2,542 men were taken to Australia on the Dunera, which sailed a week after the Arandora Star. According to the BBC, the internees were subjected to humiliating treatment and intentionally abysmal conditions on the two-month voyage. Many had their possessions destroyed by the British military guards.
The ship arrived in Australia in June 1939, then the men was taken for internment in the tiny rural towns of Hay in New South Wales and Tatura in Victoria. Among the men on the Dunera who had so threatened Britain’s very security were artists Ludwig Hirschfeld Mack, art historians Franz Phillipp and Ernst Kitzinger, photographer Henry Talbot, composer Felix Werder, mathematician Dr Felix Behrend and Franz Stampfl, later Australia’s most brilliant athletics coach.
Whereas the British guards on the Dunera were brutal and anti-Semitic, the Australian guards were reported to be kind and generous with their own food and cigarettes. The internees were placed in barracks that housed 28 men apiece. Barbed wire and guard towers surrounded the perimeter, but the guards rarely intruded and the internees ran their own affairs through an elected parliament. They developed soccer teams, a choral and theatre group; they printed a newspaper and they “published” books. So educated were these men that while they were interned in rural prison camps, they set up their own unofficial university to pass the time and to deal with Australian summer.
Tatura Internment Camp, Victoria
The Dunera story is a testament to the human spirit, the ability of young men to survive, despite the Holocaust that befell their parents and siblings in Europe. Today the Dunera Museum in Hay is an internment centre that houses exhibits documenting the history of one of Australia’s lesser moments in history. It is located in Hay’s old railway station platform and two train carriages.
The second factor was Australia’s status as a self-described “British society.” As Australian Memories of the Holocaust noted Prime Minister Stanley Bruce said in 1928 that he wanted Australians to remain “essentially a British and white people.” In April 1938 the Australian Interior Minister, John McEwen, wrote in a Cabinet submission: “The Jews are highly intelligent as a class and usually make a success of whatever occupation or business they fellow, but in view of their religious beliefs and strict rules as regards marriage, they remain a separate race, and this failure to become properly assimilated in the country of adoption appears to create difficulties in any country where they form a considerable proportion of the population.” Even the Labour opposition party didn’t want Jews coming in. Labour MP Albert Green said about Jewish refugees in 1939: “My opposition to this proposal is far stronger than it would be if the immigrants were of the Nordic race and came from northern European countries. People from those places would help to develop Australia.”
Dunera Museum, Hay
A Conference on German and Austrian Jewish refugees was held in Évian-les-Bains in France in July 1938. The Australian delegate to the Evian Conference was the Minister for Customs, Colonel Tom White, whose speech which has become notorious as representing the negative attitudes taken by most delegates at the conference. He said: “Under the circumstances Australia cannot do more. Undue privileges cannot be given to one particular class of non-British subjects without injustice to others. It will no doubt be appreciated also that, as we have no real racial problem, we are not desirous of importing one.”
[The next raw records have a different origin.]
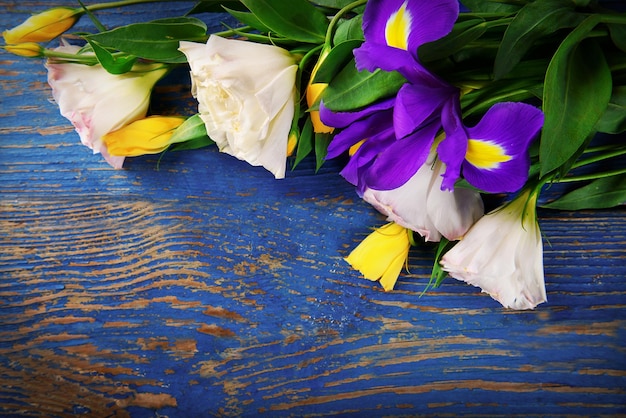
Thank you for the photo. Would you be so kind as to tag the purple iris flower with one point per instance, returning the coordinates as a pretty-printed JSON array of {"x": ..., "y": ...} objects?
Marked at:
[
  {"x": 493, "y": 155},
  {"x": 373, "y": 126},
  {"x": 401, "y": 132},
  {"x": 395, "y": 29}
]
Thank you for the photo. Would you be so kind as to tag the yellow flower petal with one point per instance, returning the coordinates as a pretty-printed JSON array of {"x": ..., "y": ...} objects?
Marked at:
[
  {"x": 150, "y": 135},
  {"x": 484, "y": 154},
  {"x": 382, "y": 254},
  {"x": 398, "y": 28},
  {"x": 43, "y": 27},
  {"x": 25, "y": 49}
]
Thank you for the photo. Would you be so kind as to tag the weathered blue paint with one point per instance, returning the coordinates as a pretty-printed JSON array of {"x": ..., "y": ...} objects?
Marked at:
[{"x": 200, "y": 286}]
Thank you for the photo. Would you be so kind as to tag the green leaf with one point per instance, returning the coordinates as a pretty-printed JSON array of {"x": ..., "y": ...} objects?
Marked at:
[
  {"x": 352, "y": 89},
  {"x": 321, "y": 148},
  {"x": 193, "y": 129},
  {"x": 114, "y": 65},
  {"x": 602, "y": 193},
  {"x": 337, "y": 58},
  {"x": 576, "y": 93},
  {"x": 157, "y": 40},
  {"x": 613, "y": 121},
  {"x": 192, "y": 144},
  {"x": 297, "y": 20},
  {"x": 332, "y": 4},
  {"x": 462, "y": 34},
  {"x": 535, "y": 21},
  {"x": 618, "y": 35},
  {"x": 305, "y": 142}
]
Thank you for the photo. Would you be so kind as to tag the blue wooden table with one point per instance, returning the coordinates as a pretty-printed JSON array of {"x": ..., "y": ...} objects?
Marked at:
[{"x": 198, "y": 285}]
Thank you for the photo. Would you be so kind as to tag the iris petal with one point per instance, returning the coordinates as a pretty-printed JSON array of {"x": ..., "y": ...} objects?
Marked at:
[
  {"x": 416, "y": 103},
  {"x": 408, "y": 24},
  {"x": 485, "y": 154},
  {"x": 361, "y": 129},
  {"x": 398, "y": 28},
  {"x": 497, "y": 160},
  {"x": 401, "y": 160}
]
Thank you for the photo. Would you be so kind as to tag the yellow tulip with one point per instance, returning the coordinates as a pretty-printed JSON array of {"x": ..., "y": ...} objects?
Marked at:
[
  {"x": 313, "y": 93},
  {"x": 43, "y": 27},
  {"x": 25, "y": 49},
  {"x": 150, "y": 135},
  {"x": 382, "y": 254},
  {"x": 292, "y": 143}
]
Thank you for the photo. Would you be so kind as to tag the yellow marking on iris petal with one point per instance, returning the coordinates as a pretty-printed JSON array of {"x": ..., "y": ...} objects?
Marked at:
[
  {"x": 354, "y": 148},
  {"x": 398, "y": 28},
  {"x": 485, "y": 154}
]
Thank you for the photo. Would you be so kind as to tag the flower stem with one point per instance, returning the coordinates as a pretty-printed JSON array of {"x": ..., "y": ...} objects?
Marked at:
[
  {"x": 333, "y": 22},
  {"x": 592, "y": 176},
  {"x": 616, "y": 152},
  {"x": 120, "y": 3}
]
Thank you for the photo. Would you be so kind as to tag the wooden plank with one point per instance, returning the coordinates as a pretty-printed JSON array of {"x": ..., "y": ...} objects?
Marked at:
[{"x": 200, "y": 286}]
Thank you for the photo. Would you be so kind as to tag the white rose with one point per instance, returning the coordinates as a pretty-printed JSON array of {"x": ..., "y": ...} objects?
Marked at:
[
  {"x": 421, "y": 205},
  {"x": 503, "y": 255},
  {"x": 97, "y": 102},
  {"x": 246, "y": 97}
]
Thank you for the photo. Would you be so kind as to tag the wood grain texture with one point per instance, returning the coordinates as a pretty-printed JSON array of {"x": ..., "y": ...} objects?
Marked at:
[{"x": 200, "y": 286}]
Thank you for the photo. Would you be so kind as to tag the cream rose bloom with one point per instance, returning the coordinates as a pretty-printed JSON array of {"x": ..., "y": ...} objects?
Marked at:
[
  {"x": 97, "y": 102},
  {"x": 246, "y": 98},
  {"x": 503, "y": 255},
  {"x": 421, "y": 205}
]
The nations of the world could have saved some of Central Europe’s 500,000 Jews at Évian, but they offered little more than token gestures. Some countries accepted quotas of Jewish refugees. Australia’s quota was 8,000. Our practice was marginally more generous than our politics, and eventually we took in about 10,000. Compare this with other quotas: Canada 8,000, Britain 65,000 and the USA 190,000.
Some people DID criticise Evian. The Sydney Morning Herald editorialised: “There cannot but be disappointment with the negative nature of the speech made by the Australian representative... It is a truism that the Commonwealth has no racial problem and no desire to import one. On the other hand it prides itself on being a democracy with a strong tradition of tolerance, and any undue suggestion of racial intolerance constitutes a betrayal of our cherished traditions.”
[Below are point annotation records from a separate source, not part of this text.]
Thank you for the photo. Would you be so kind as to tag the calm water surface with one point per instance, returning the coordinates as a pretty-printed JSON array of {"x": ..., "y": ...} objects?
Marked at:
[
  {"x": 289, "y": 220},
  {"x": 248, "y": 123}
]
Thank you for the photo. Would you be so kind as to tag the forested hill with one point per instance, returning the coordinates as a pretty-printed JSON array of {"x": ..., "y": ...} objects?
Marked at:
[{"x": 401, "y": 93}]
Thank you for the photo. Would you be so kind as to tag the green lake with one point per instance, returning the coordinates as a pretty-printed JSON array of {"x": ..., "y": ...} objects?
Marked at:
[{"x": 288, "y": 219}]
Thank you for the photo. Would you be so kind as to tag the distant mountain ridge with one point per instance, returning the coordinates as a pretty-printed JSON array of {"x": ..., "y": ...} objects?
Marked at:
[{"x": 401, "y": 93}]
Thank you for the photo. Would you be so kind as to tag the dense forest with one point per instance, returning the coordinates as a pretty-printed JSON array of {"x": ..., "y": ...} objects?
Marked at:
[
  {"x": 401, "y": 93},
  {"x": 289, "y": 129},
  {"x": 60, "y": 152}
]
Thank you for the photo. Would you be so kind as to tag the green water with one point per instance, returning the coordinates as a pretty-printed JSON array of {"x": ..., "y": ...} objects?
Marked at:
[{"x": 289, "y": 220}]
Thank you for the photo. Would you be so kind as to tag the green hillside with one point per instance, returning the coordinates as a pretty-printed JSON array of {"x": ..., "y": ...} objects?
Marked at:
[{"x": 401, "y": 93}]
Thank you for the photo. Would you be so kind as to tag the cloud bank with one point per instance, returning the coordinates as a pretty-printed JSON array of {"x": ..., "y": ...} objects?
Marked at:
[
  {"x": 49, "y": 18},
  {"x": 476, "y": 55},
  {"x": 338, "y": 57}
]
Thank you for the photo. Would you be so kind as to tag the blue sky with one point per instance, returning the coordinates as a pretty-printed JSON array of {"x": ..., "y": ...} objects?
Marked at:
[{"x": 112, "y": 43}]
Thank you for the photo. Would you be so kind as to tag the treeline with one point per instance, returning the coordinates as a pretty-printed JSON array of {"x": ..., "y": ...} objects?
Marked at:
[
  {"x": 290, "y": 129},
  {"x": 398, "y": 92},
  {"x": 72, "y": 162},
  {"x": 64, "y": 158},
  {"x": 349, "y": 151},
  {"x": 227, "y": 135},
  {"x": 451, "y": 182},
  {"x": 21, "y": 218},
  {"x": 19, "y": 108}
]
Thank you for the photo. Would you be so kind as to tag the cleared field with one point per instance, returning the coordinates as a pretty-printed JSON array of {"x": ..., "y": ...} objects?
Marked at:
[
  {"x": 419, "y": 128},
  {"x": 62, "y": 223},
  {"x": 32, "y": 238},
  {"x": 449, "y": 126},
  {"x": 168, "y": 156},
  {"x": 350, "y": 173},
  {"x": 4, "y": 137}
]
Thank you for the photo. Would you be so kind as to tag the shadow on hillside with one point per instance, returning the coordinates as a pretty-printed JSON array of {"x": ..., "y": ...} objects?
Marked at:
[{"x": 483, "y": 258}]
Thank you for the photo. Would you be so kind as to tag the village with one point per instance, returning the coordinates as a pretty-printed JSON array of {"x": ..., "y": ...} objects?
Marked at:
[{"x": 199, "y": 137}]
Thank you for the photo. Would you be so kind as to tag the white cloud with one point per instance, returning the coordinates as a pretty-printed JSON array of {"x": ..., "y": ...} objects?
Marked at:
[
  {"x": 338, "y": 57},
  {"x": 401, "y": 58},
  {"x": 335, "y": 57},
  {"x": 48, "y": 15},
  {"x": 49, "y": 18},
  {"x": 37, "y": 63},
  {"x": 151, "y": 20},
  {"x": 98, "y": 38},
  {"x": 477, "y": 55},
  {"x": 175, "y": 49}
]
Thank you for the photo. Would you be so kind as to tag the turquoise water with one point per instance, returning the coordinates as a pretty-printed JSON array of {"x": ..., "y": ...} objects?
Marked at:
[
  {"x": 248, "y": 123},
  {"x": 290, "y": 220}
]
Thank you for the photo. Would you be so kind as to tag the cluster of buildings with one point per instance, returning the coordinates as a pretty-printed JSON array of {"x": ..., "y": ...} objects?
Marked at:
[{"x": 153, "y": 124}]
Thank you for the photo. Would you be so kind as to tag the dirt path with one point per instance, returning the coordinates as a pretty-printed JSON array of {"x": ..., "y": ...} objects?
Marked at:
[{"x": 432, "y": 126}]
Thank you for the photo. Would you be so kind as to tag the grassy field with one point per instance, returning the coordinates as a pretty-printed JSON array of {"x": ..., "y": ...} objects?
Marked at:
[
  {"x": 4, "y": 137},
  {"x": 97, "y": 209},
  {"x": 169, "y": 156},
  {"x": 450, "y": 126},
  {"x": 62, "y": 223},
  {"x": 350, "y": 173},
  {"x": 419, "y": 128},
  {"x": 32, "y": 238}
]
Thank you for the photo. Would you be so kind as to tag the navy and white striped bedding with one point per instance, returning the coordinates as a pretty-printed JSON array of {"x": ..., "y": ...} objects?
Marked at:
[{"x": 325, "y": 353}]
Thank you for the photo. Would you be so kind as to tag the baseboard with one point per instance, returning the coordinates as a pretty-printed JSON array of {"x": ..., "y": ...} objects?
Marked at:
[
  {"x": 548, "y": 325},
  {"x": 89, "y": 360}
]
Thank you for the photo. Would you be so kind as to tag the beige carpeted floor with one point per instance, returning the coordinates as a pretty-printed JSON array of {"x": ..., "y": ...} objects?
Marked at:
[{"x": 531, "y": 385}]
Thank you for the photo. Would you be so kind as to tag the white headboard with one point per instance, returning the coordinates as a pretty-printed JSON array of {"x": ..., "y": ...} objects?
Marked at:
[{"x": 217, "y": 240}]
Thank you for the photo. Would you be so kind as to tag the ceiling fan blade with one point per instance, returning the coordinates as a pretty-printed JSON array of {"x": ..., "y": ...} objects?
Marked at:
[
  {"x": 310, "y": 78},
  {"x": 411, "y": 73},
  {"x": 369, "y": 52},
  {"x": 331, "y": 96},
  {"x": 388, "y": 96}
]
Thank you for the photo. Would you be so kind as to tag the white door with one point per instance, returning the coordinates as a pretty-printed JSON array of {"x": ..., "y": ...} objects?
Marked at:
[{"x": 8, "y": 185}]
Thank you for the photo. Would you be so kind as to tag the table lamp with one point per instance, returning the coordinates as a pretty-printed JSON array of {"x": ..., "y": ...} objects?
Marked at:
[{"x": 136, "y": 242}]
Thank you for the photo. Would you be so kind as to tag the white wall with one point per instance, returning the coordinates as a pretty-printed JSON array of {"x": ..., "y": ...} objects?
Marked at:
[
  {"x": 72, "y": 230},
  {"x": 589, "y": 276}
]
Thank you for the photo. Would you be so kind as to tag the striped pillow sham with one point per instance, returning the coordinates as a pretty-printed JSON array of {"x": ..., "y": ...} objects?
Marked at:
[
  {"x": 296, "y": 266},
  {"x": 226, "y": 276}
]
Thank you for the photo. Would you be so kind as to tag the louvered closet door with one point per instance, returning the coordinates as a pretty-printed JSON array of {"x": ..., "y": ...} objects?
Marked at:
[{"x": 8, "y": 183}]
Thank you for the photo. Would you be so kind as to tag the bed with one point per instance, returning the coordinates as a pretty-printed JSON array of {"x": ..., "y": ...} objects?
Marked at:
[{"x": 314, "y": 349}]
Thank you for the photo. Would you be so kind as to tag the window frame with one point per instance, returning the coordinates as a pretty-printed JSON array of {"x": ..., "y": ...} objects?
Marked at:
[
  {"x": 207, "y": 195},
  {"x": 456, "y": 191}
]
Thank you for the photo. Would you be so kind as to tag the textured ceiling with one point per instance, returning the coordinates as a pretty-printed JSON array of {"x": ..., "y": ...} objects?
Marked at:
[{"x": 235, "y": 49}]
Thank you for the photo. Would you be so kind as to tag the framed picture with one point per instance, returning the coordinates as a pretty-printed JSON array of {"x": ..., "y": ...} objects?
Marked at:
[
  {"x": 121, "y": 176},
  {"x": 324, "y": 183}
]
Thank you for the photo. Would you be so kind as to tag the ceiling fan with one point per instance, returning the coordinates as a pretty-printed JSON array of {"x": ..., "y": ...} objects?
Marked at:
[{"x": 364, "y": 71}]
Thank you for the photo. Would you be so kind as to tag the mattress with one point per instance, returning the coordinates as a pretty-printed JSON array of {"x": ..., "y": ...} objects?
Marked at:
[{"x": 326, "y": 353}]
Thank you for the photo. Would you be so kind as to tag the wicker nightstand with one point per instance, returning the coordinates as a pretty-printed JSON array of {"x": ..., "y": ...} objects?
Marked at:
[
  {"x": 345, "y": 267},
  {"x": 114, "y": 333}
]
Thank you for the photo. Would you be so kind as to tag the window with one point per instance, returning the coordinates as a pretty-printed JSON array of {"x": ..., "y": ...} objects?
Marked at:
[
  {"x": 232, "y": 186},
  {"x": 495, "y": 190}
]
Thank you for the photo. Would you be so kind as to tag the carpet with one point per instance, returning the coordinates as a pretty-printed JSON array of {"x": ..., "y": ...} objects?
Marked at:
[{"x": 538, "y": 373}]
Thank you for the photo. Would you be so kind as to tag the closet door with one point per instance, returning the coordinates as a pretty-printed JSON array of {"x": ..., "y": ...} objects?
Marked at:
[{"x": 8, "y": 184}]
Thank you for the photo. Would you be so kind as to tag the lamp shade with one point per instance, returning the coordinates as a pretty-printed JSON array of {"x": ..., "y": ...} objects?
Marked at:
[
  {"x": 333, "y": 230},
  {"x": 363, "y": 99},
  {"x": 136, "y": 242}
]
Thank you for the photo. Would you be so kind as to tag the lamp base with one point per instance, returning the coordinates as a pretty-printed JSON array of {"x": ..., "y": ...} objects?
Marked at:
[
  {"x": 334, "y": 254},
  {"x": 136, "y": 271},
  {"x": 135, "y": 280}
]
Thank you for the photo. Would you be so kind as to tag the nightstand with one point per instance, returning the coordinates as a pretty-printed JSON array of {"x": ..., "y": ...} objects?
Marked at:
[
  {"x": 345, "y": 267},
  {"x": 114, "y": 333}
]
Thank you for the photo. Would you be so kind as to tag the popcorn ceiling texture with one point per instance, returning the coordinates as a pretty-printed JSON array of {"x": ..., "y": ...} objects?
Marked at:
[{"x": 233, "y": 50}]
But Australia was a large and thinly populated country which obviously could have accepted many more refugees, had the political will been there. By contrast, poorer nations took larger quotas: Argentina took 50,000, Paraguay 20,000, Chile 14,000, Bolivia 12,000 and Cuba 4,500, although not all these quotas were actually filled before emigration became impossible after 1940.
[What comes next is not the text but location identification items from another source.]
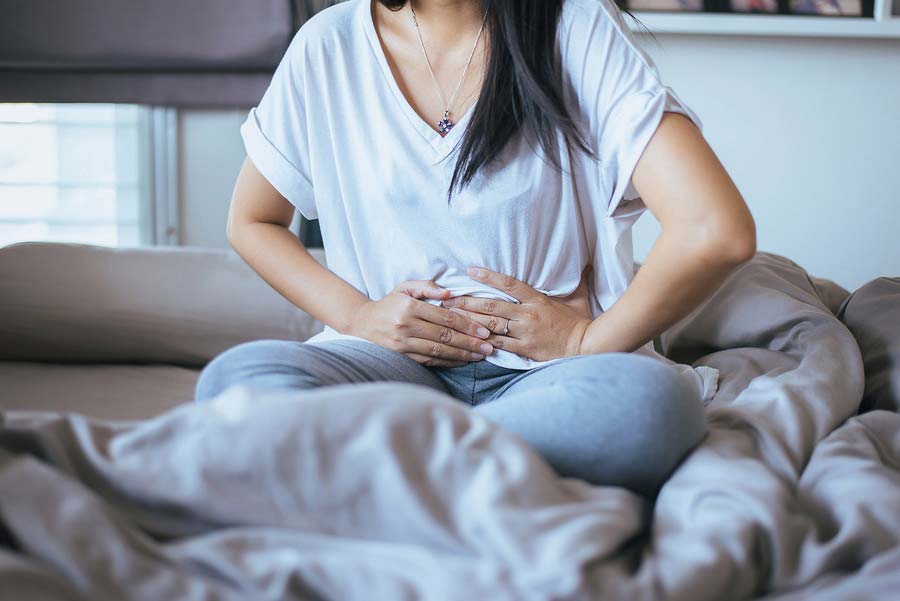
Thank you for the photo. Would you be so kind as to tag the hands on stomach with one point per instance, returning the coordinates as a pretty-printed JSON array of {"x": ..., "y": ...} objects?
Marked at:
[
  {"x": 539, "y": 326},
  {"x": 431, "y": 335}
]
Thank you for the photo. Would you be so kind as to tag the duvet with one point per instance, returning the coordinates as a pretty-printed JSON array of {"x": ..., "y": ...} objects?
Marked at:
[{"x": 392, "y": 491}]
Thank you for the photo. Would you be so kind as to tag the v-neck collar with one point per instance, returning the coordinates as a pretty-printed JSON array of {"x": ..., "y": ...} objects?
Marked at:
[{"x": 442, "y": 145}]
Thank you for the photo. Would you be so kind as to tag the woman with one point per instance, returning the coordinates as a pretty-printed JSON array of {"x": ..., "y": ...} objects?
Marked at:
[{"x": 522, "y": 137}]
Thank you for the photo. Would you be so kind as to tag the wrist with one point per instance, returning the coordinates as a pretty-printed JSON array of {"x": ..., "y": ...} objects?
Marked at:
[
  {"x": 578, "y": 337},
  {"x": 355, "y": 317}
]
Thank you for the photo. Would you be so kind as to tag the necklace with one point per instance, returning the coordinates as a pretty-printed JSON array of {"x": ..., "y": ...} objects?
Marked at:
[{"x": 445, "y": 124}]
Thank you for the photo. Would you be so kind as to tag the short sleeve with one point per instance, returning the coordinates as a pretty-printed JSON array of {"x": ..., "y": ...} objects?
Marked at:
[
  {"x": 623, "y": 96},
  {"x": 275, "y": 133}
]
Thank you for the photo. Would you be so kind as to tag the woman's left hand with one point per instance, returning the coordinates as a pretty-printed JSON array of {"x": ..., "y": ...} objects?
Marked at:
[{"x": 540, "y": 326}]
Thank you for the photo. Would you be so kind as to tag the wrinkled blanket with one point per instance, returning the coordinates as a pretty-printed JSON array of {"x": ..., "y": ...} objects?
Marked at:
[{"x": 393, "y": 491}]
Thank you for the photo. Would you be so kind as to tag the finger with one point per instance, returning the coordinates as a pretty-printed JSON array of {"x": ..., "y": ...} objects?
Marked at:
[
  {"x": 494, "y": 323},
  {"x": 438, "y": 350},
  {"x": 507, "y": 343},
  {"x": 433, "y": 361},
  {"x": 447, "y": 335},
  {"x": 445, "y": 317},
  {"x": 424, "y": 288},
  {"x": 485, "y": 306},
  {"x": 516, "y": 288}
]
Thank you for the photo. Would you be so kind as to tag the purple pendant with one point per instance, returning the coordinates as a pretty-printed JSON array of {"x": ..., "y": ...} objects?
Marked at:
[{"x": 445, "y": 125}]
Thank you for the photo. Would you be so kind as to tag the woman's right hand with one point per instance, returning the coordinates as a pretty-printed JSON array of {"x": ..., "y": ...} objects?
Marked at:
[{"x": 430, "y": 334}]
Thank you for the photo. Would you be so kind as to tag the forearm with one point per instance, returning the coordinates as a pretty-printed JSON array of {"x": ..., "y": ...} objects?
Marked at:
[
  {"x": 678, "y": 274},
  {"x": 275, "y": 253}
]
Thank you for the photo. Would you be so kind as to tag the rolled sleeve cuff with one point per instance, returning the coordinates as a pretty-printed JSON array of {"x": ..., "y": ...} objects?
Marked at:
[
  {"x": 644, "y": 124},
  {"x": 277, "y": 169}
]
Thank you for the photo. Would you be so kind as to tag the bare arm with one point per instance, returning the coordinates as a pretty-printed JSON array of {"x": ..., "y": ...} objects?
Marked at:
[
  {"x": 707, "y": 232},
  {"x": 258, "y": 222}
]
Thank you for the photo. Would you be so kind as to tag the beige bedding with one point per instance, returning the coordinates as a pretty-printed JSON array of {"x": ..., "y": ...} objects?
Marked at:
[{"x": 392, "y": 491}]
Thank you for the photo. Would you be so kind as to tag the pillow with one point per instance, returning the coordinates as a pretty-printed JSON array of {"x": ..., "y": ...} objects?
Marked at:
[
  {"x": 67, "y": 302},
  {"x": 872, "y": 314}
]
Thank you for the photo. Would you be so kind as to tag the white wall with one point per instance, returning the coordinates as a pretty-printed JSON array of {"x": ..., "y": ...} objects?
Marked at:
[
  {"x": 810, "y": 132},
  {"x": 808, "y": 129}
]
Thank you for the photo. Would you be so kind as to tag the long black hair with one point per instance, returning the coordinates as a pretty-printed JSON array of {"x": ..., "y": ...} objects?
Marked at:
[{"x": 522, "y": 86}]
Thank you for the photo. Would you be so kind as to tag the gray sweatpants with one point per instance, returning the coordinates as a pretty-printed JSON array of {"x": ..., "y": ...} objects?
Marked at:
[{"x": 618, "y": 419}]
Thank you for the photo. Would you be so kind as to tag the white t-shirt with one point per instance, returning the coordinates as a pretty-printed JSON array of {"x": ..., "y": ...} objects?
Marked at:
[{"x": 335, "y": 135}]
Many central European Jews could have been saved, if the international community had been prepared to act firmly before 1939. These deaths remain a dark stain on the collective conscience of the western democracies. Even after nearly 70 years, Michael Danby MP reminded us to ask ourselves how was it that so few were able to escape while so many were left to die. Through a combination of good luck, desperation and the unpredictable generosity of others, only a small fragment of the doomed Jewish population of Europe was able to escape in time and find refuge in other countries, including Australia. Australians need to be honest about our past and we also need to be honest about the tragedy of refugees in the current era.